Это разумное предположение, и, разумеется, есть много способов использовать эти новые технологии. Возможно, самое очевидное: с помощью соцсетей многочисленные потенциальные участники протестов легко могут обмениваться ключевой информацией: «где, когда, как и почему». Во время Евромайдана в 2014 году такую роль сыграл Твиттер. Другие платформы, такие, как YouTube, могут помочь распространять информацию о том, как устроить эффективный протест, тем самым увеличивая организационные возможности массовых движений. А если массовые акции запрещены, остаются виртуальные места встречи, такие, как Фейсбук или Reddit, где можно создать новые общественные пространства, которые властям трудно закрыть.

Интернет-оптимисты также настаивают, что онлайн-площадки — это место для диалога во время конфликтов, что они позволяют представить обществу и элите разные варианты политики, несмотря на государственную цензуру. Интернет дает активистам возможность продвигать свою систему взглядов, что особенно важно в ситуации, когда традиционные медиа находятся под контролем государства.

Несмотря на весь этот оптимизм, то, что называют «технологией освобождения», не делает продемократические движения эффективнее. Конечно, эпизодов массовой мобилизации в эпоху интернета стало больше. Техника дала возможность широко распространиться методу, который популяризировал еще Ганди в 1930–1940-х годах. Но ненасильственное сопротивление стало менее эффективным, чем в доинтернетовские времена. В 1990-х годах примерно 70% кампаний гражданского сопротивления принесли успех, а после 2010 года успешными оказались лишь около 30%. Почему это могло произойти?

Есть несколько возможных причин. Во-первых, как доказала немецкий политолог Анита Годес, государства лучше умеют манипулировать соцсетями, чем активисты. Несмотря на прежние обещания анонимности в онлайн-среде, коммерческие компании и государственные органы наблюдают за пользователями, а приватность в интернете осталась в прошлом. К примеру, в России государство успешно внедрилось в коммуникационные каналы активистов, чтобы заранее знать о любых, даже самых маленьких протестах и подавлять их. Подобная практика стала общепринятой и в демократических государствах.
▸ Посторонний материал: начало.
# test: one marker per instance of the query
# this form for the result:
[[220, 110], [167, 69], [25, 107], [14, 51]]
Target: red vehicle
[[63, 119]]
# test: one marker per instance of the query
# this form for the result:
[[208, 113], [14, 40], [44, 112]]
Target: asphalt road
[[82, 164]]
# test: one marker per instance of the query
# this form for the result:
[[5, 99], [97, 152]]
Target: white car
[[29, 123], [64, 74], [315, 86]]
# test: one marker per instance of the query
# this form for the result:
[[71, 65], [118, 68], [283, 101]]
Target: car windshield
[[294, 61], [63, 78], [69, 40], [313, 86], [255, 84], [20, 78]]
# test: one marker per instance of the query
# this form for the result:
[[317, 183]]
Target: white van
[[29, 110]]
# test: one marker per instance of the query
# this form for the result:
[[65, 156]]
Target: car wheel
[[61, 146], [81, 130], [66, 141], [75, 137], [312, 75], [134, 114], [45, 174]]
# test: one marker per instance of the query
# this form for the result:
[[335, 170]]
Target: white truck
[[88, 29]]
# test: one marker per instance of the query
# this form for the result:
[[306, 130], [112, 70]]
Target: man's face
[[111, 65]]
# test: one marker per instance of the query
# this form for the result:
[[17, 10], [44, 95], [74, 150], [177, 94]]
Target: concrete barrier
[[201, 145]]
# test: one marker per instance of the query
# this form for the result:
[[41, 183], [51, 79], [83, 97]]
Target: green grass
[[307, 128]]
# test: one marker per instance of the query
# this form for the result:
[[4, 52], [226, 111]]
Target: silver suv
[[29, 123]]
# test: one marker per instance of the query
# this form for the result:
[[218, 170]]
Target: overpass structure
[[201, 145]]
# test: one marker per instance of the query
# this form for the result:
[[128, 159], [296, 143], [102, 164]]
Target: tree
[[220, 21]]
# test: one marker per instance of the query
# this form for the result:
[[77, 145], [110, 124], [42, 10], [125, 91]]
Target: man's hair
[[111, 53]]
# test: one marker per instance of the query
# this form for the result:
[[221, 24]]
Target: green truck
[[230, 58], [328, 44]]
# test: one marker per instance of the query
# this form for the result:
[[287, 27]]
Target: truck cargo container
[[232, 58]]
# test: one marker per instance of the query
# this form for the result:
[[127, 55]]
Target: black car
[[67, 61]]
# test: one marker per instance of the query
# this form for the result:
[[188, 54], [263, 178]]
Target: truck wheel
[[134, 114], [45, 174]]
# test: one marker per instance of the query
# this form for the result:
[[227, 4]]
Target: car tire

В США несанкционированный перехват телефонных разговоров АНБ и сотрудничество Yahoo с государственными органами в деле сбора информации о пользователях, вероятно, только начало. Недавние сообщения показывают, что местные департаменты полиции (в том числе и в моем родном городе Денвере) занимаются мониторингом соцсетей для сбора информации о своих участках. Если прежде государствам приходилось тратить значительные ресурсы, чтобы выявить несогласных, сегодняшняя обстановка в интернете ведет к тому, что люди с гордостью во всеуслышание заявляют о своих политических, общественных и религиозных взглядах, а эта информация позволяет правоохранительным органам и спецслужбам работать с ними куда эффективнее. Конечно, способы защитить свою приватность существуют, но мало какая из этих технологий устоит против профессионала.

Во-вторых, из-за поворота массовых движений к соцсетям сам опыт участия в них деградирует. Активисты и «кликтивисты» (то есть люди, присоединяющиеся к движениям исключительно в интернете) могут связываться между собой и на короткое время их внимание может быть привлечено к конкретным проблемам, но часто оказывается, что они не могут в полной мере включиться в борьбу. Чтобы внутри маргинализованной или подавляемой группы возникло доверие, нужно время, нужны специальные усилия, устойчивое взаимодействие, а для этого требуются очные контакты лицом к лицу на протяжении долгого периода. Когда движения мобилизуются без этого ощущения взаимного доверия и внутреннего единства, они оказываются более уступчивыми под давлением. Участие в «цифровой общественной активности» может создать впечатление, будто что-то меняется, но, как утверждает интернет-скептик Евгений Морозов, реальные перемены требуют куда большей вовлеченности и жертвенности.

В-третьих, социальные сети могут действовать демобилизующе, так как с их помощью вооруженные группы могут угрожать и даже координировать непосредственное насилие, направленное против активистов. К примеру, в ходе восстания в Ливии в 2011 году режим Муаммара Каддафи пользовался сотовой сетью, рассылая текстовые сообщения с приказом вернуться к работе. Это было пугающее напоминание о том, что государство следит за людьми и что неподчинение повлечет последствия. Политологи Флориан Холленбах и Ян Пиерскалла обнаружили, что в Африке увеличение доступности мобильных телефонов сопряжено с ростом насилия.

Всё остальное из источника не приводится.